Take the last one alone - low self-esteem. Do you know the number of maladies and anti-development features associated with low self-esteem? Do you know that our briskness to fight and murder and our low conflict resolution skills have a lot to do with low self-esteem and the inability to take the slightest 'dissing'? Everyone cries respect and only those with a healthy self-esteem can take the assaults on the ego without reacting in socially destructive ways. We have to deal with these issues.

Many carry out corrupt acts just to have certain material possessions so that they can 'be somebody'. Setting up institutional mechanisms to deal with corruption is not enough, Prime Minister. We have to deal with some of the root causes of corruption. Let's tackle the institutional as well the cultural issues.

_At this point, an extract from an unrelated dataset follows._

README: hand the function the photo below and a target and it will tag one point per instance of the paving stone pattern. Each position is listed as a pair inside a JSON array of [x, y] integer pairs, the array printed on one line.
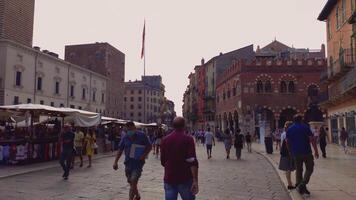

Launch a massive, well-funded-for-the-first-time campaign to restore positive values and attitudes. The PNP government's attempts were lukewarm, poorly devised and cripplingly underfunded.

The Government should ask some of the 'Big Money' interests to put substantial funding behind such a programme and make the creative geniuses who ran the JLP campaign devise a similarly effective marketing programme to captivate the whole country. This programme needs very big bucks.

The idea of having a massive family life campaign - as one aspect of a broader resocialisation project - was poignantly defended by now Education Minister Andrew Holness in his budget speech of 2006. Get a hold of it. The highly respected young politician told the House that "It is time we do something about the ailing institution of the family. It is time we get back the fathers in the family. It is time we take a second look at teenage pregnancy." This is an inner-city MP talking so he knows what he is talking about.

poverty cause

Hear him: "When the family fails, the value system fails and it becomes difficult to achieve social cohesion and order." Holness even showed that the family plays an important part in capital accumulation and, therefore, our dysfunctional family life patterns are part of our poverty problem in Jamaica. "When 80 per cent of births are to single mothers there is something going wrong with the institution of the family. When the father is absent from the lives of at least 70 per cent of children in Jamaica then we must be prepared to do something about it."

Holness knows that he is doomed as Education Minister if something is not done about it. I agree totally with the Prime Minister when as Opposition Leader he identified "behavioural dysfunctionalities" as indicating an "urgent need for resocialisation". Mr. Prime Minister, complete your revolutionary agenda by centre-staging the issue of building our social capital. You cannot succeed without it.